# When non-uniformity doesn't help

Today I want to write about a simple proof that certain problems that can be computed by polynomial-sized non-uniform read-once branching programs (also called non-uniform automata) can actually be computed uniformly just as efficiently. That is, in some cases, a degree of non-uniformity doesn't actually help solve the problem any more efficiently.

What is a non-uniform automaton? The basic idea is that of a deterministic finite automaton (i.e., a DFA, a.k.a. a finite state machine), but which is allowed to vary based on the input length. That is, a non-uniform automaton for a language \(L\) is a sequence of DFAs \(M_0, M_1, \dots\) such that for \(x\) of length \(n\), \(x \in L\) iff \(M_n\) accepts.

The fact is the following:

Fact:If \((G, A)\) is a finitely presented group and the word problem for \(G\) can be computed by non-uniform automata with polynomially many states, then the word problem for \(G\) has a linear time (multi-tape Turing machine) algorithm.

*Proof.* Suppose the word problem for \((G, A)\) has a non-uniform automaton \(M_0, M_1, \dots\) with polynomially many states. Say \(S(n)\) is a polynomial upper bound for the number of states of \(M_n\) (assume it is monotonically increasing WLOG). Let \(R(\ell)\) denote the set of elements of \(G\) with a word of length exactly \(\ell\).

I claim that \[ |R(n / 2)| \leq S(n) \] I.e., there are at least as many states in \(M_n\) as there are group elements with words of length exactly \(n/2\).

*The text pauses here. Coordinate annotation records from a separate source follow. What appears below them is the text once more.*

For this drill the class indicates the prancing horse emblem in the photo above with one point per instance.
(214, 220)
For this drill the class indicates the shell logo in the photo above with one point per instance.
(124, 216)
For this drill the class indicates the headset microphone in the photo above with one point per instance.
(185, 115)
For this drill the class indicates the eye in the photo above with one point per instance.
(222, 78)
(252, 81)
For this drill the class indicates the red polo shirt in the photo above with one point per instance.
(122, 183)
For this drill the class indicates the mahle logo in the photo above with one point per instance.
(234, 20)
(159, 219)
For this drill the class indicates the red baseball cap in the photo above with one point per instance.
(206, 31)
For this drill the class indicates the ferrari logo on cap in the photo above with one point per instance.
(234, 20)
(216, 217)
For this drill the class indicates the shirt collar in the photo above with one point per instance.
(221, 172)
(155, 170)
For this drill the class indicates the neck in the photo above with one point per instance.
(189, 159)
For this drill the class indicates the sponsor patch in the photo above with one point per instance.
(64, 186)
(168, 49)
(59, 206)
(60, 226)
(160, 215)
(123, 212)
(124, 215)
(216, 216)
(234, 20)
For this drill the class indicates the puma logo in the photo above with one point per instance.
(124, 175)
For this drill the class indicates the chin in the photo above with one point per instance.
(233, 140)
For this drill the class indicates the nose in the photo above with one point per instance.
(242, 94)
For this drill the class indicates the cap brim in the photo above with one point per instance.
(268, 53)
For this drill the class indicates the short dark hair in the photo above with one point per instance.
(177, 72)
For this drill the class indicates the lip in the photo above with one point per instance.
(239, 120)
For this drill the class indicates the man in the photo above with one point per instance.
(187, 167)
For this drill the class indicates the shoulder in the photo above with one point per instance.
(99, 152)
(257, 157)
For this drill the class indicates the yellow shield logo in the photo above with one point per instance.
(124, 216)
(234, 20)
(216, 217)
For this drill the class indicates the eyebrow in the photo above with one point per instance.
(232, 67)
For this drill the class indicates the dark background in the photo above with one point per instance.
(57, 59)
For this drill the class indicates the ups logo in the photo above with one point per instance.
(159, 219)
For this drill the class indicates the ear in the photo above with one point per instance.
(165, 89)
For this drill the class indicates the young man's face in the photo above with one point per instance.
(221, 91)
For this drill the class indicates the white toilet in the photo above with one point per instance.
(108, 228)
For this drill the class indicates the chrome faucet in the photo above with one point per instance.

Why? The map from \(R(n/2)\) to the states of \(M_n\) given by running \(M_n\) will be an injection: Take \(x, y \in R(n/2)\) and take words \(w_x, w_y\) of length \(n/2\) representing them. Suppose \(M_n\) is in the same state \(s\) after running on these words. \(M_n\) takes \(n/2\) more input characters, so from this state, we can feed it the word \(w_x^{-1}\), which has length \(n / 2\). Since it should accept \(w_x w_x^{-1}\) (since that's a trivial word), this will put it in an accepting state. But that means \(M_n\) will accept on \(w_y w_x^{-1}\) as well since it will first run on \(w_y\) and enter state \(s\), and then proceed as with the word \(w_x w_x^{-1}\) (since \(w_x\) also puts \(M_n\) in state \(s\)). Thus the word \(w_y w_x^{-1}\) is trivial, which means \(x = y\) in \(G\).

Now let \(B(e, r)\) denote the ball of radius \(r\) in the Cayley graph of \((G, A)\). We have \[ \begin{align*} |B(e, r)| &= \sum_{\ell \leq r} |R(\ell)| \\ &\leq \sum_{\ell \leq r} S(2 \ell) \\ &\leq r S(2 r) \end{align*} \] \(r S(2 r)\) is a polynomial in \(r\), and thus \(G\) has polynomial growth. Thus, by Gromov's theorem, \(G\) is virtually nilpotent. By the work in this paper of Goodman and Shapiro, \(G\) then has a linear time algorithm.